Table 3. Examples of predictions of the proposed models. Images have been enlarged for easy viewing.

5.3 Qualitative Analysis

In Table 3, we present the qualitative results of our models. We observe that the model trained with the hierarchy-based adjacency can classify not only simple images but also images that are challenging for humans to classify due to their low resolution (only \(32\times 32\)).

5.4 Ablation Study

We conducted an ablation study to assess the performance impact of various components in our proposed method. We compared our proposed architecture with a baseline model based on [9], which has four GatedGCN layers, a global average pooling for the readout layer, and an MLP similar to ours, but without normalization as in the original paper. Additionally, we tested the proposed architecture and graph creation method with a simple feature vector as used in [2, 9, 17], which consists of the concatenation of the average value for each color channel and the geometric centroid, to show that a more expressive feature set can enhance the performance of the task.

Table 4 shows the result of our ablation study. All modified models showed degradation in accuracy compared to their originals, proving the benefits of both the proposed architecture and used features.

Table 4. Performance of the ablation study to assess how changes in the proposed method affect performance. HGCIC\(_{\bullet }^{5F}\) are the models with the proposed architecture trained with the simpler 5D feature vector, and G4GCN\(_{\bullet }\) are trained with the full set of features and four GatedGCN layers.

Out of all the models tested, the ones using architecture proposed in [9] showed the most significant decrease in accuracy. This was due to the limited capacity of the architecture to learn complex features from the data. Specifically, the four layers in this architecture were deemed insufficient for the graph-learned embeddings to converge, resulting in poor representations in the final GNN layer.

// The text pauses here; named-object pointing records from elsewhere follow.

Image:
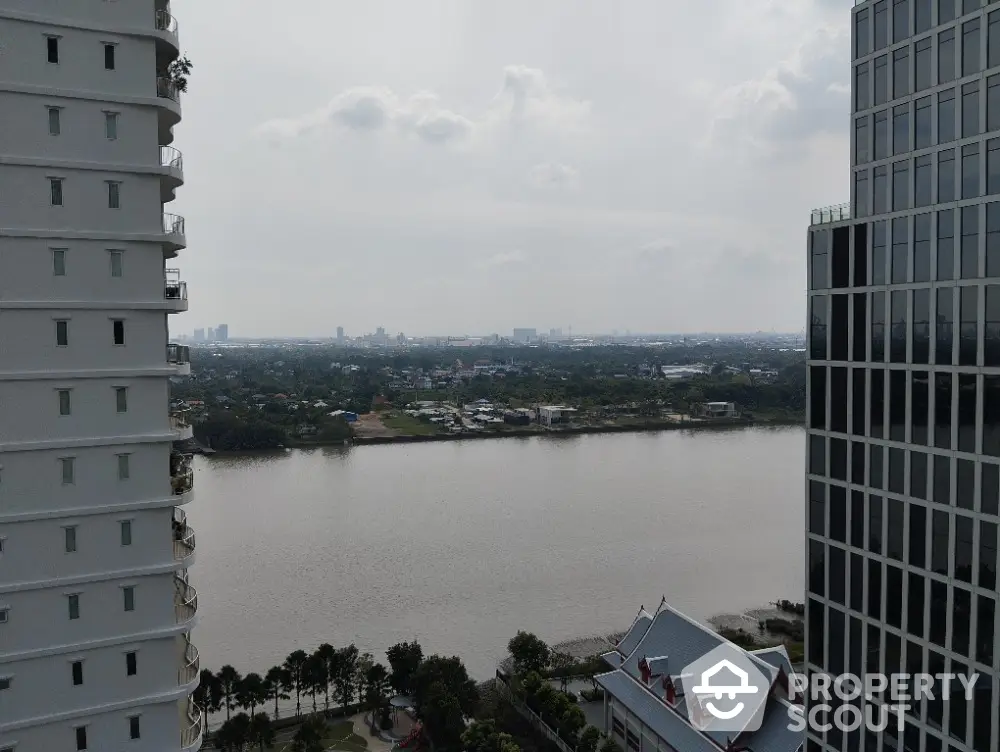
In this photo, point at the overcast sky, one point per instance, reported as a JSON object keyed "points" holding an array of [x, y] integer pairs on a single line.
{"points": [[457, 166]]}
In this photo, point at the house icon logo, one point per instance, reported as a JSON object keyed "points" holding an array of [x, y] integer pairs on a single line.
{"points": [[725, 690]]}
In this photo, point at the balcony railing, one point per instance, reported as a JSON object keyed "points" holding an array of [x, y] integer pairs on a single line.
{"points": [[178, 355], [191, 734], [189, 669], [185, 601], [167, 89], [173, 224], [171, 157], [830, 214], [165, 22]]}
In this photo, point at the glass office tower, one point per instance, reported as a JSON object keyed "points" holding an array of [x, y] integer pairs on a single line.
{"points": [[903, 475]]}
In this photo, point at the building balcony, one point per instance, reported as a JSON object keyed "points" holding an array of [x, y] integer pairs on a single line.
{"points": [[180, 356], [175, 291], [185, 600], [829, 214], [172, 174], [168, 95], [183, 536], [192, 727], [190, 663], [174, 234]]}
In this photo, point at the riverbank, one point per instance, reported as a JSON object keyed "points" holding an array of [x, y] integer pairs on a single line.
{"points": [[634, 427]]}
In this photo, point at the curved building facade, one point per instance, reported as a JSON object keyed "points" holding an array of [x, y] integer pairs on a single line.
{"points": [[96, 607]]}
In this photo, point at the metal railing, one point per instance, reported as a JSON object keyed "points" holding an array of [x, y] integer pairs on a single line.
{"points": [[171, 157], [185, 601], [173, 224], [165, 22], [191, 735], [192, 663], [830, 214], [167, 89]]}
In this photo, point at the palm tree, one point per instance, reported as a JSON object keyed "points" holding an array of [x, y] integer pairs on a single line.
{"points": [[234, 734], [250, 693], [261, 731], [276, 685], [293, 664], [327, 653], [229, 681]]}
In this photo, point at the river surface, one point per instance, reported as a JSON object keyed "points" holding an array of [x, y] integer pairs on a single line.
{"points": [[460, 544]]}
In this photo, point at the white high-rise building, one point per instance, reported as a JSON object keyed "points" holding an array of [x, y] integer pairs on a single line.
{"points": [[95, 606]]}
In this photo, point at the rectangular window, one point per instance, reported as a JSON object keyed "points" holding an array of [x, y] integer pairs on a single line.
{"points": [[126, 530], [946, 56], [64, 402], [862, 34], [970, 171], [946, 116], [922, 182], [900, 73], [111, 125], [862, 95], [862, 150], [946, 175], [993, 166], [922, 123], [971, 48], [922, 63], [993, 41], [114, 194], [68, 466], [970, 109], [881, 79], [970, 242], [900, 20], [55, 191], [901, 129]]}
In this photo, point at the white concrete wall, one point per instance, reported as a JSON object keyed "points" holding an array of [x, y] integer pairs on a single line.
{"points": [[26, 272], [93, 405], [81, 58], [24, 130], [99, 546], [49, 680], [39, 619], [28, 339], [31, 482], [27, 201], [106, 732]]}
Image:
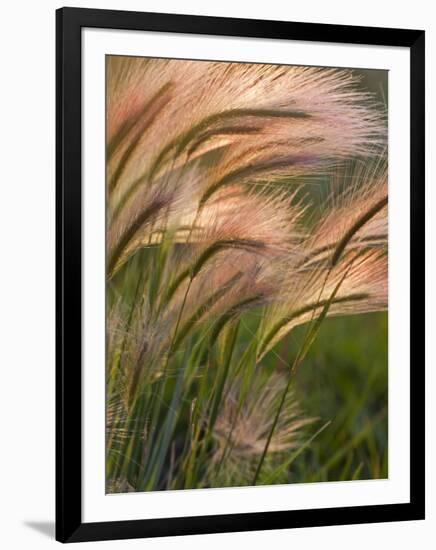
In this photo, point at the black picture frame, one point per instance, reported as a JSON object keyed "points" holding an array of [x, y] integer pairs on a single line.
{"points": [[69, 525]]}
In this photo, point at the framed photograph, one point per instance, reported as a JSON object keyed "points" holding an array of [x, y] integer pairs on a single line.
{"points": [[240, 275]]}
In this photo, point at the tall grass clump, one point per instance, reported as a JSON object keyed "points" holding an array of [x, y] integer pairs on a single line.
{"points": [[243, 201]]}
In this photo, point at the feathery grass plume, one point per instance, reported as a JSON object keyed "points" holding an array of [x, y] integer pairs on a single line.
{"points": [[247, 429], [261, 121], [362, 290]]}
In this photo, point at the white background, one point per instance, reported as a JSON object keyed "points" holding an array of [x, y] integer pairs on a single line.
{"points": [[27, 274]]}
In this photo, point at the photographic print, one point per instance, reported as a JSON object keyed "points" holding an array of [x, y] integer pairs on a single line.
{"points": [[246, 265]]}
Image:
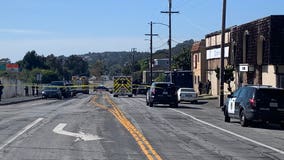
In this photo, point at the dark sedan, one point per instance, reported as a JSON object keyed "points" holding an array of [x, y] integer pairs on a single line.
{"points": [[51, 92]]}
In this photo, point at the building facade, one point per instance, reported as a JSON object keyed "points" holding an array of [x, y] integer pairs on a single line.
{"points": [[258, 51], [198, 65], [213, 56]]}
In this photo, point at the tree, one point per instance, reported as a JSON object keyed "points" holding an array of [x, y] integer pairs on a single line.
{"points": [[32, 60], [228, 75], [76, 65]]}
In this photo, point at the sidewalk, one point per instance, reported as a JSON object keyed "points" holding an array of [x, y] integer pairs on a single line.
{"points": [[206, 96], [14, 100]]}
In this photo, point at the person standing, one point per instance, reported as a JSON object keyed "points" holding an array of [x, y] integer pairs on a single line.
{"points": [[33, 89], [1, 90], [208, 86], [200, 87]]}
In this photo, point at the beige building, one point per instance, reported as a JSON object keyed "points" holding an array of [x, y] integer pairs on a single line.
{"points": [[213, 55]]}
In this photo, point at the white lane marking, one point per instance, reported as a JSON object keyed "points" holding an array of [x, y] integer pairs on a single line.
{"points": [[232, 133], [83, 136], [11, 139]]}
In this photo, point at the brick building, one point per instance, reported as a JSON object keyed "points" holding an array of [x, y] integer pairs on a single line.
{"points": [[213, 55], [258, 47]]}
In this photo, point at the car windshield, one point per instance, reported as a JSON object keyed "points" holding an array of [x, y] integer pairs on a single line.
{"points": [[270, 94], [187, 90], [50, 88]]}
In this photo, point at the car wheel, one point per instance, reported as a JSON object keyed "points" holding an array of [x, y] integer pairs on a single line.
{"points": [[244, 121], [227, 118], [175, 105], [282, 125]]}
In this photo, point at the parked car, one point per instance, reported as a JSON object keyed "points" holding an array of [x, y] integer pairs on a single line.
{"points": [[162, 93], [255, 103], [187, 95], [51, 92], [65, 89], [101, 88]]}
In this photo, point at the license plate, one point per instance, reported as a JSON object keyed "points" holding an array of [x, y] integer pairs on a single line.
{"points": [[273, 104]]}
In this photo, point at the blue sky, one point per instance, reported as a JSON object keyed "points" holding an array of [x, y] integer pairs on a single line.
{"points": [[65, 27]]}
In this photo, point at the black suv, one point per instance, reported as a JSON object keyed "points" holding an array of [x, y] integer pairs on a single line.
{"points": [[162, 93], [256, 103]]}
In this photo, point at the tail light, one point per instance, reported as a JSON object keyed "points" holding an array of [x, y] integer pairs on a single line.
{"points": [[252, 102], [153, 91]]}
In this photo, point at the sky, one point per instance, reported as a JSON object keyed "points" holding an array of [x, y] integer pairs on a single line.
{"points": [[67, 27]]}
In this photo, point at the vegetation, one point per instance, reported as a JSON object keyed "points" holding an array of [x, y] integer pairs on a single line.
{"points": [[96, 64], [35, 67]]}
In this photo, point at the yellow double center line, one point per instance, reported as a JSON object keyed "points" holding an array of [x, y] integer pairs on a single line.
{"points": [[142, 142]]}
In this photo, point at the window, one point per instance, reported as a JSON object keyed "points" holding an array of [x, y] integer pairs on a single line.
{"points": [[195, 61]]}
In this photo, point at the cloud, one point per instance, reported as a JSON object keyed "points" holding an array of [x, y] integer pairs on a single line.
{"points": [[16, 49], [23, 31]]}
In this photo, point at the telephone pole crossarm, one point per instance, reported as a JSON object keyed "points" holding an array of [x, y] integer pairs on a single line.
{"points": [[151, 50], [170, 12]]}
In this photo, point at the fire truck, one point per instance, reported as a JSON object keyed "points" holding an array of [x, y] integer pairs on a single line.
{"points": [[122, 86]]}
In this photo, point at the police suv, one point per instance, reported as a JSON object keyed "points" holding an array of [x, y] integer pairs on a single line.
{"points": [[255, 103]]}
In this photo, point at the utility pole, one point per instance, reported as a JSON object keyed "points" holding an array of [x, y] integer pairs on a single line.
{"points": [[170, 36], [221, 91], [133, 50], [151, 50]]}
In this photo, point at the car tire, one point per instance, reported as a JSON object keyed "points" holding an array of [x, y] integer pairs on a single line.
{"points": [[243, 120], [227, 118], [175, 105], [282, 125]]}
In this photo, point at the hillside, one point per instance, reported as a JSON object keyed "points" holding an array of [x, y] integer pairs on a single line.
{"points": [[113, 62]]}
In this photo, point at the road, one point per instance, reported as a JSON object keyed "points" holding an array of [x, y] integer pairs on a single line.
{"points": [[102, 127]]}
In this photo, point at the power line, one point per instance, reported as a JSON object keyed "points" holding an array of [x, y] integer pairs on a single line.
{"points": [[170, 12]]}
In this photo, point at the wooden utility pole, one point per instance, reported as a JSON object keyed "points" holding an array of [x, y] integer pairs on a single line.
{"points": [[170, 36], [151, 50], [221, 91]]}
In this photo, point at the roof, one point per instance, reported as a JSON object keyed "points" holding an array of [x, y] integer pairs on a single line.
{"points": [[196, 46]]}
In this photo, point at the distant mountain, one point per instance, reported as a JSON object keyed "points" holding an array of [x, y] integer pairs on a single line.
{"points": [[115, 60]]}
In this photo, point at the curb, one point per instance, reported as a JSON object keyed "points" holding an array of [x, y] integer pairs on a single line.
{"points": [[19, 101]]}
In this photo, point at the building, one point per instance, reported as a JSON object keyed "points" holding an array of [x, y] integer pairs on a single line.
{"points": [[198, 65], [213, 56], [161, 64], [258, 51]]}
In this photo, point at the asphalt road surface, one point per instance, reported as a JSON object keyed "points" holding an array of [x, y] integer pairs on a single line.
{"points": [[101, 127]]}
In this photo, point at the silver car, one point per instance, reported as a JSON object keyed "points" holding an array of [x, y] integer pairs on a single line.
{"points": [[187, 95]]}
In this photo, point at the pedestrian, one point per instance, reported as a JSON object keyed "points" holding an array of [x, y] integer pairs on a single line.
{"points": [[33, 90], [208, 86], [200, 86], [37, 90], [1, 90]]}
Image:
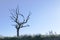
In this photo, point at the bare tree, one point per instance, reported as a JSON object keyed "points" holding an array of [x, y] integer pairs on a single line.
{"points": [[15, 18]]}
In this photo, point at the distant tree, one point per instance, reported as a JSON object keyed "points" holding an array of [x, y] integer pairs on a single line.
{"points": [[15, 15]]}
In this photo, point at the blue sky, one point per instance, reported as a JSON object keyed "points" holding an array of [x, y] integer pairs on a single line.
{"points": [[45, 16]]}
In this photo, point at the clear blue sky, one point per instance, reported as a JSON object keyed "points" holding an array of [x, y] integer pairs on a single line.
{"points": [[45, 16]]}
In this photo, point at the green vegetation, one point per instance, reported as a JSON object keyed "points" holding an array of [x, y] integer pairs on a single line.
{"points": [[36, 37]]}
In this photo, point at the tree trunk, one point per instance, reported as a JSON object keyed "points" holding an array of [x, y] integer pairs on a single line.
{"points": [[17, 32]]}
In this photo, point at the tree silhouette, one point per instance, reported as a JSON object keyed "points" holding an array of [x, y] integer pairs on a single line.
{"points": [[18, 23]]}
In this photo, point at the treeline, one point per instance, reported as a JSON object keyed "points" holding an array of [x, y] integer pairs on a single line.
{"points": [[36, 37]]}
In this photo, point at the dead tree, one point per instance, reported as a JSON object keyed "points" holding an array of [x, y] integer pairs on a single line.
{"points": [[15, 18]]}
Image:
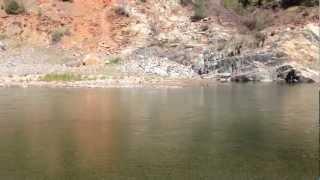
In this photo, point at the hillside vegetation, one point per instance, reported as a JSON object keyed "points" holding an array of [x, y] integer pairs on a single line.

Among the models trained with the simpler 5D feature vector, the one with the highest accuracy was the model trained with complete graph adjacency. The superior performance of this model was because the distance between vertices is not a reliable indicator of segment differences. As a result, the model gave similar weightage to all neighbors in the message-passing, consequently prioritizing more neighbors to perform the feature aggregation. Similar behavior also occurred in experiments with the [9] architecture, where the hierarchy adjacency caused relevant vertices to be farther away from others. Again, the four layers are insufficient for the information to propagate throughout the graph.

6 Conclusion

This work introduces a new approach for constructing graphs from images using hierarchical segmentation methods. Additionally, it presents a new model called HGCIC, which has been trained using graphs obtained from hierarchical segmentation in three different adjacency setups. The proposed model has demonstrated remarkable results by incorporating variable depth, hierarchical relationships through edges, and well-defined features. The implications of this research are exciting and could have a far-reaching impact on various applications that rely on graph-image analysis.

Although the results were slightly inferior, they still showed promise. The proposed approach utilizes significantly smaller graphs than those in previous works, and the proposed GCN architecture contains fewer parameters yet still delivers promising results. Moreover, the ablative study confirmed the hypothesis that the choice of architecture and features positively impacted the model’s overall performance. These findings highlight the potential of the proposed approach as a more efficient and effective means of graph construction and analysis.

In future works, we plan to investigate the impact of attention mechanisms on our approach. Additionally, we aim to conduct a more in-depth analysis of the relationship between the number of vertices and model performance while exploring multiple graph relations.